With each book, Woodson has taken a risk--confronting issues of race, class, teenage pregnancy and interracial and gay relationships--and her sympathetic characters make the big questions more accessible for teens to examine. For instance, Melanin Sun reacts defiantly in From the Notebooks of Melanin Sun (Scholastic/Blue Sky, 1995), when his mother tells him she is gay, before he can accept it. In The House You Pass on the Way (Delacorte, 1997), the exchange between Trout and Staggerlee about their awakening feelings of sexuality is gentle and open-ended. When Trout suggests Staggerlee is gay, Staggerlee replies, "It sounds so final. I mean--we're only fourteen."

Woodson also pushes the boundaries for herself as an artist with each book. "Take Miracle's Boys, for example. I had written Melanin Sun, which is the first time I wrote from the point of view of a guy, and then I wrote If You Come Softly, which was from the points of view of a girl and a guy, and then I wanted to see if I could write a book that didn't have any women in it [Miracle's Boys]." The book she is currently working on for Putnam, tentatively titled Locomotion, is narrated by an 11-year-old boy and is written entirely in poetry.

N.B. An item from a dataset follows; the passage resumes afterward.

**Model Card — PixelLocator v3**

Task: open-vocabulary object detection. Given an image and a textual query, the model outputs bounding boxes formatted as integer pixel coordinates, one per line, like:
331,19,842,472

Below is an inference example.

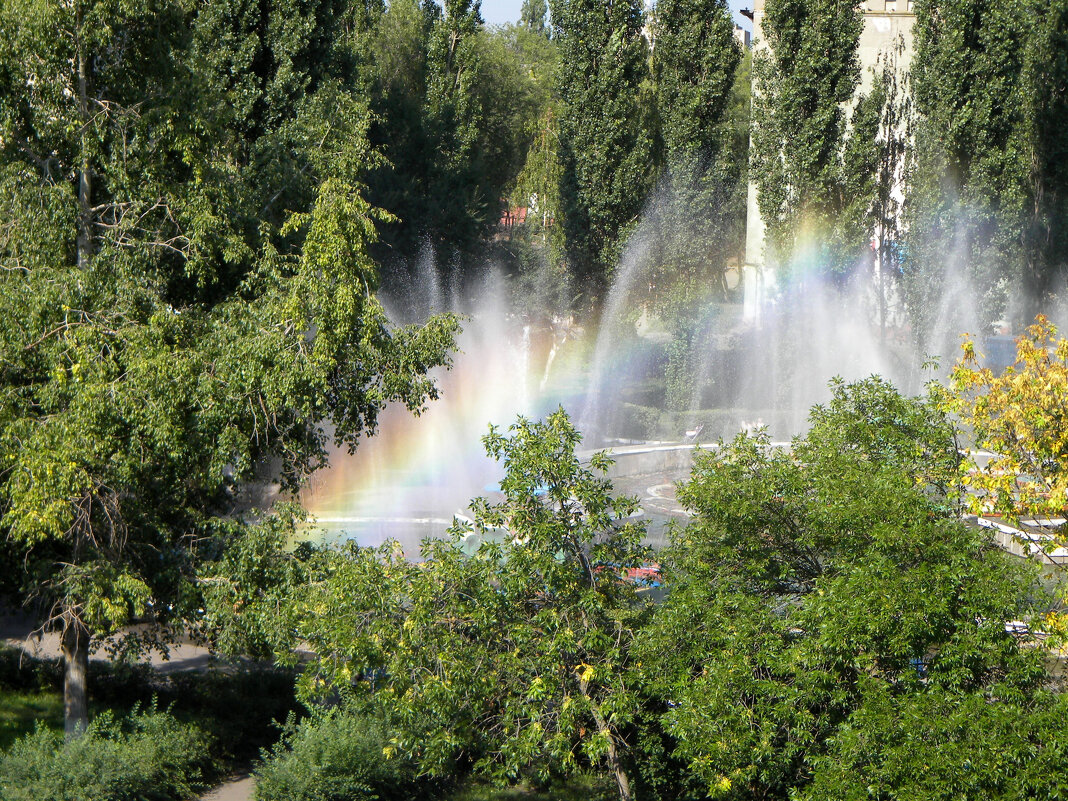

Although Woodson says people pigeonhole her writing as "issue-related" or "edgy," for her the books address universal questions. "The questions that arise in the text were questions that arose for me [as a young adult]. Why is there this fear of the other? What is this lesson my parents are trying to teach me about stay with your own, or don't stay with your own?" She cites Lena in I Hadn't Meant to Tell You This : " 'We all just people here.' Why can't we just be people here?" These are everyday questions for Woodson. "My grandparents were wealthy, my mom was not. I would walk into these worlds of privilege and then walk back into this other world. My little brother is biracial. So race and economic class and sexuality--these were always issues that were a part of my life. The idea of writing stories that didn't deal with them just seemed so unrealistic and not true."

Her books may not provide easy answers, but they do convey Woodson's own optimism. "The writing that I have found to be most false is the writing that doesn't offer hope," she says. "What comes to mind, of course, is Sounder. I hate that book. There's this way in which that book is so bleak and so hopeless. When you look at A Tree Grows in Brooklyn, they were dirt poor, and there were these moments of hope and sheer beauty. If you love the people you create, you can see the hope there."

Her commitment to young people extends beyond her readers to budding writers. Each year she teaches teens at the National Book Foundation's summer writing camp and co-edits an anthology of their work. Woodson says, "It's so rewarding for me as a writer to know that there are these young voices who have something to say, whose stories are coming from different cultures and whose voices have historically been silenced because they're coming from poor communities. The fact that these words are going to be given to the world in some way, shape or form is thrilling."

Even as Woodson's books explore the very issues that tear families and society apart, the characters convey a strength and a conviction that they will come out on top. "Life and people and situations are just so complicated. For me it's about doing that work of going deeper into the character and into the story, not so much to find that hope but to reveal it."

Woodson's neighborhood and surroundings reflect her words in a kind of living mantra. Upstairs lives Woodson's friend, "landlord" and one of a handful of first readers of her work. Down the street, the school playground is awash in a sea of faces in every shade. "I exist in this really diverse community that has gay people, straight people, black people, white people, all kinds of people in it," she says. "This is enough for me. I'll stay right where I am and try to figure out how, through writing, through living, through my everyday actions, I can make this world a better place for the kids who are coming up. I feel like, if I can do that, then I've done my work."